Nature Structural & Molecular Biology volume 23, pages 416425 (2016) | Download Citation

Abstract

Inflammasomes are cytosolic caspase-1-activation complexes that sense intrinsic and extrinsic danger signals, and trigger inflammatory responses and pyroptotic cell death. Homotypic interactions among Pyrin domains and caspase recruitment domains (CARDs) in inflammasome-complex components mediate oligomerization into filamentous assemblies.

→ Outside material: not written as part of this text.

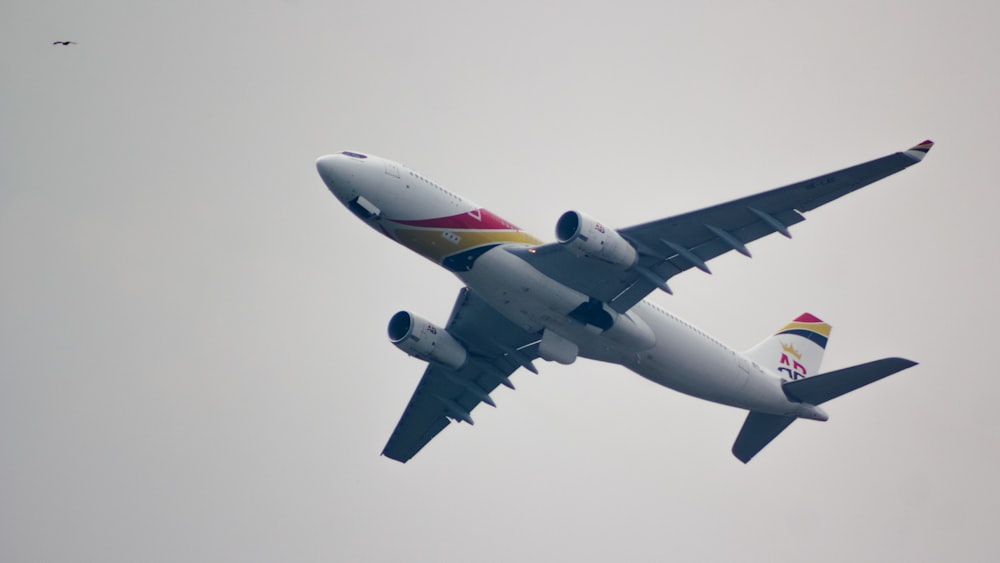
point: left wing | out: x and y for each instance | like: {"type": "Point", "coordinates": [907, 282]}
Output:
{"type": "Point", "coordinates": [496, 348]}
{"type": "Point", "coordinates": [670, 246]}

Several cytosolic proteins consisting of only interaction domains exert inhibitory effects on inflammasome assembly. In this study, we determined the structure of the human caspase-1 CARD domain (caspase-1CARD) filament by cryo-electron microscopy and investigated the biophysical properties of two caspase-1-like CARD-only proteins: human inhibitor of CARD (INCA or CARD17) and ICEBERG (CARD18). Our results reveal that INCA caps caspase-1 filaments, thereby exerting potent inhibition with low-nanomolar Ki on caspase-1CARD polymerization in vitro and inflammasome activation in cells. Whereas caspase-1CARD uses six complementary surfaces of three types for filament assembly, INCA is defective in two of the six interfaces and thus terminates the caspase-1 filament.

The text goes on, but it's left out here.